Rafael Leão machte Ende Mai deutlich, dass er gehen wolle, berichtet Dello Sport, doch konkrete Angebote sind bislang nicht eingegangen. Seine Äußerung hat die Markt‑Diskussion über seine Zukunft entfacht.
AC Milan scheint offen für Geschäfte zu sein, jedoch nur zu einem Preis, der ihrer Bewertung entspricht. Man geht davon aus, dass Leão einen dauerhaften Wechsel anstrebt, höchstens eine Leihe mit Kaufoption.

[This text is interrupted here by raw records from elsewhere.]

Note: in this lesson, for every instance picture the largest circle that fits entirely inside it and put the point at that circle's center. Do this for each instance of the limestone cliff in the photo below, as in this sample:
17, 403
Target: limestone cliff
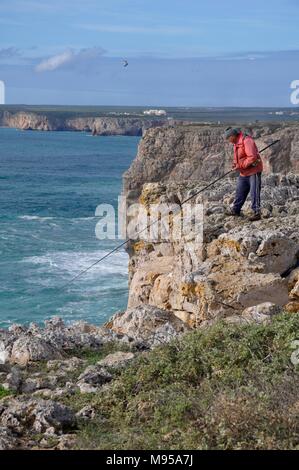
240, 265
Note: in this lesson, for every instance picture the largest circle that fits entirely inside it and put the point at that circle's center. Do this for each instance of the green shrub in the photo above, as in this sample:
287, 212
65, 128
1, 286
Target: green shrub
227, 387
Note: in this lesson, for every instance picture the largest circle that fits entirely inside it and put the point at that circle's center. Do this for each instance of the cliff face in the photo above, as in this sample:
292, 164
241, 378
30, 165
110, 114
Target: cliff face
198, 152
240, 264
96, 125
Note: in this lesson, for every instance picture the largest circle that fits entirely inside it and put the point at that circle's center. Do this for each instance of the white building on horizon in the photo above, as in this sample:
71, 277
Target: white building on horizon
2, 92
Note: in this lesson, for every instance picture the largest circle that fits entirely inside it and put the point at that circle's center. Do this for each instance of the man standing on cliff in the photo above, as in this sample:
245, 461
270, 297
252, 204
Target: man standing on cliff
248, 162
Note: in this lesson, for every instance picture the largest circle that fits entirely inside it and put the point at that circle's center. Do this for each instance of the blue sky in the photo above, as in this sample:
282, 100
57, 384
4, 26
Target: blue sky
180, 52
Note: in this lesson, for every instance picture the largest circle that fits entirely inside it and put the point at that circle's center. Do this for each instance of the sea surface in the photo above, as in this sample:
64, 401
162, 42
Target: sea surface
50, 186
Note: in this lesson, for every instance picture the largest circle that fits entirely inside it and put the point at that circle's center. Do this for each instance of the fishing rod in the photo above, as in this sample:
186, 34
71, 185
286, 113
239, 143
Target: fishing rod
121, 245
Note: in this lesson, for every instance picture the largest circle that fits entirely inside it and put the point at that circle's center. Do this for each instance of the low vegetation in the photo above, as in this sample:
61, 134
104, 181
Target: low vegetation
227, 387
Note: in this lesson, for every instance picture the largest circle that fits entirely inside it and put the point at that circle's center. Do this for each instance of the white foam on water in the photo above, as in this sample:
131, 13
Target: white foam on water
34, 217
67, 264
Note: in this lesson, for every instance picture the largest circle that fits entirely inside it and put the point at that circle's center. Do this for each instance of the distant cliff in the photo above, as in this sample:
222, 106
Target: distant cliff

Mit der bevorstehenden Vorsaison bleibt die Situation delikat ausbalanciert, und ein offensichtlicher Durchbruch ist noch nicht erkennbar. Beide Vereine wägen Optionen ab, während die Vorbereitungen für die neue Saison beginnen.
Vor vier Jahren, nach Milans Titelgewinn, wurde ein schriftliches Angebot von Chelsea in Höhe von 100 Mio. £ abgelehnt. Seitdem sind Leãos Leistungen zurückgegangen, Verletzungen haben eingeschlagen und taktische Entscheidungen haben seine Konstanz in Frage gestellt, wodurch sein Marktwert gesenkt wurde.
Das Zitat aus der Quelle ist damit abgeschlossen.